When a couple go to divorce, they need to give thought to the financial claims they are each able to bring. This includes claims for maintenance, claims in respect of pensions and claims to capital.

Within the broad definition of capital would be claims in respect of property, investments, and accounts. It would cover cars and other chattels, land, business assets and shares. Effectively, a claim can be pursued against everything a spouse has an entitlement to both now and in the future, when divorcing in England and Wales.

This includes funds either party might have acquired through claims made in other legal proceedings. Damages for a civil action brought either in their joint or sole names would fall into this category. It would also include personal injury and medical negligence damages.

No matter how wrong in principle this might seem to some, it is quite easy to construct a hypothetical scenario where there is little question as to whether, on an objective basis, the sharing of personal injury damages on divorce would be fair.

There are a great number of variables to every divorce situation and judges are seldom ever asked to consider the same factual matrix twice.

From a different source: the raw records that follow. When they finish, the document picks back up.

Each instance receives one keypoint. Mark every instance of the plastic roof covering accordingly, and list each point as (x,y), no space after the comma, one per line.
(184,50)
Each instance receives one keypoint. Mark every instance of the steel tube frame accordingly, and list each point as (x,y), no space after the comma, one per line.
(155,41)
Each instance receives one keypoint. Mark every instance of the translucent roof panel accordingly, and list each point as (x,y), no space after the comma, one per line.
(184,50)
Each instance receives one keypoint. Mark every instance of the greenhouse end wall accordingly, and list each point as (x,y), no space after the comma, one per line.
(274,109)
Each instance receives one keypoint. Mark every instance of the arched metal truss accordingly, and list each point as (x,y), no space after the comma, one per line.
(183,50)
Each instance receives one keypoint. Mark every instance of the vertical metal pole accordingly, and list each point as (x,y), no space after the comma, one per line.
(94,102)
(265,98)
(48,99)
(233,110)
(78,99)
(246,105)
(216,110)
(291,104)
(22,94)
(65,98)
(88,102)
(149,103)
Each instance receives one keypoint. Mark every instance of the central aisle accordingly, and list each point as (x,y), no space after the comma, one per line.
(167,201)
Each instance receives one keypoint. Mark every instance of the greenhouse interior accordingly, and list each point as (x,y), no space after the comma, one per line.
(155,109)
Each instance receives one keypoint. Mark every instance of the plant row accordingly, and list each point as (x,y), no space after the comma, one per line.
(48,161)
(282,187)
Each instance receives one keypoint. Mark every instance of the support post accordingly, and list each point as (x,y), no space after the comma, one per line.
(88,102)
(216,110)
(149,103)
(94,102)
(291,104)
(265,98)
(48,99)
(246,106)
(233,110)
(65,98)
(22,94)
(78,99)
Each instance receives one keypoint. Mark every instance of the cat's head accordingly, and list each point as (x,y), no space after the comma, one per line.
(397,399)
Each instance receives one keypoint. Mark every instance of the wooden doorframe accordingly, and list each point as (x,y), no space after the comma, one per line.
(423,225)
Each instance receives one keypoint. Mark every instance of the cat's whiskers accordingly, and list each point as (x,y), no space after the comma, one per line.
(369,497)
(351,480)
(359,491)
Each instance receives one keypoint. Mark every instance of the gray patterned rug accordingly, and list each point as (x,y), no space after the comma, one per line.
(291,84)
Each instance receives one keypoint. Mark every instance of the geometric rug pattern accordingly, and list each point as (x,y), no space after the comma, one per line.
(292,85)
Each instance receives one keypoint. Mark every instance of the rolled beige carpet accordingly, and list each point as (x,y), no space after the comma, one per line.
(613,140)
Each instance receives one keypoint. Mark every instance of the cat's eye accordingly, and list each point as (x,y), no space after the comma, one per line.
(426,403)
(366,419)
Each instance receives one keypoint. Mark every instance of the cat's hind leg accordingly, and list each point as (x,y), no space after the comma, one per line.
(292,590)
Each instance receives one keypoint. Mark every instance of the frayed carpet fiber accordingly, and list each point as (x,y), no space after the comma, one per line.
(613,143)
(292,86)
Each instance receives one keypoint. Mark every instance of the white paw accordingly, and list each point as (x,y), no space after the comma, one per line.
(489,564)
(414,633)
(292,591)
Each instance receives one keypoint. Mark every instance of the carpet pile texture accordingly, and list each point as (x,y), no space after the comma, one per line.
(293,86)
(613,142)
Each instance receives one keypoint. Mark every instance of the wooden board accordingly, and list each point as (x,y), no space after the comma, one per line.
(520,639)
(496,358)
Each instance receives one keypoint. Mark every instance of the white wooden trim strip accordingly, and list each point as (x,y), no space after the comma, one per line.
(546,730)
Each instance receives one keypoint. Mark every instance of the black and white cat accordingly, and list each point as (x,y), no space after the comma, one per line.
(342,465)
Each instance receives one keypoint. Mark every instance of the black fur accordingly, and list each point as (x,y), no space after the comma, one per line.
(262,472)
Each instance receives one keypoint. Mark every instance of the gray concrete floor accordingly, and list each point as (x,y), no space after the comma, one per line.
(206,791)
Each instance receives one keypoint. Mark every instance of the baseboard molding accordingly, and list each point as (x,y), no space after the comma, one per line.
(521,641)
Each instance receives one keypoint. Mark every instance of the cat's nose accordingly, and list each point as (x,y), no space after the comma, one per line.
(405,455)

It’s for this reason that the law in England and Wales provides the Courts with an extremely broad discretion to look at what would be the fairest outcome, having regard to a number of factors set out in section 25 of the Matrimonial Causes Act 1973.

Included within those factors is the question of the needs of the parties and any children of the marriage.

It is through the application of this needs factor that a party who has received a personal injury payment can seek to better “insulate” their award in the event of a claim on divorce.

This is well illustrated by reference to the case of Mansfield v Mansfield [2012] 1 FLR 117, CA, where a husband had received damages of £500,000 before the marriage had even begun. By the time of their divorce, the couple had been together for six years in total and had four year old twins. The wife argued that owing to her role as primary carer for the children, it would be necessary for her to receive a substantial lump sum to meet their needs. The District Judge dealing with the case on the first time of asking agreed that the source and reasons of the damages payment shouldn’t automatically ring-fence it from the wife’s claims. Of the £600,000 that the couple had between them in total, the Court awarded £285,000 to the wife. The husband appealed.

The case reached the Court of Appeal, where the appeal judges looked at the approach that the lower Courts had adopted. Whilst they said the District Judge dealing with the case was right to not exclude or ring fence the personal injury damages, she had gone too far to the other extreme by disregarding its source or the husband’s need for it.

The Court of Appeal did not change the amount that the wife was to receive. In view of the fact that the wife’s case focused on the needs of children the Court instead ordered that one third of that amount should be paid back to the husband when the children reached the age of 18.

This approach of returning amounts to the other spouse at a time in the future is commonly used in cases where there are insufficient funds to rehouse both the husband and wife. We often see the approach used where needs are being met on divorce through payments from a trust. There, the spouse might have no automatic entitlement to money from the trust, but nonetheless, money is offered by the trustees to meet the children’s needs on the basis that they will be returned to the trust when the children reach the age of 18.

When personal injury or medical negligence damages are in issue during a divorce, it is important to take advice from recognised experts who have experience in dealing with such issues.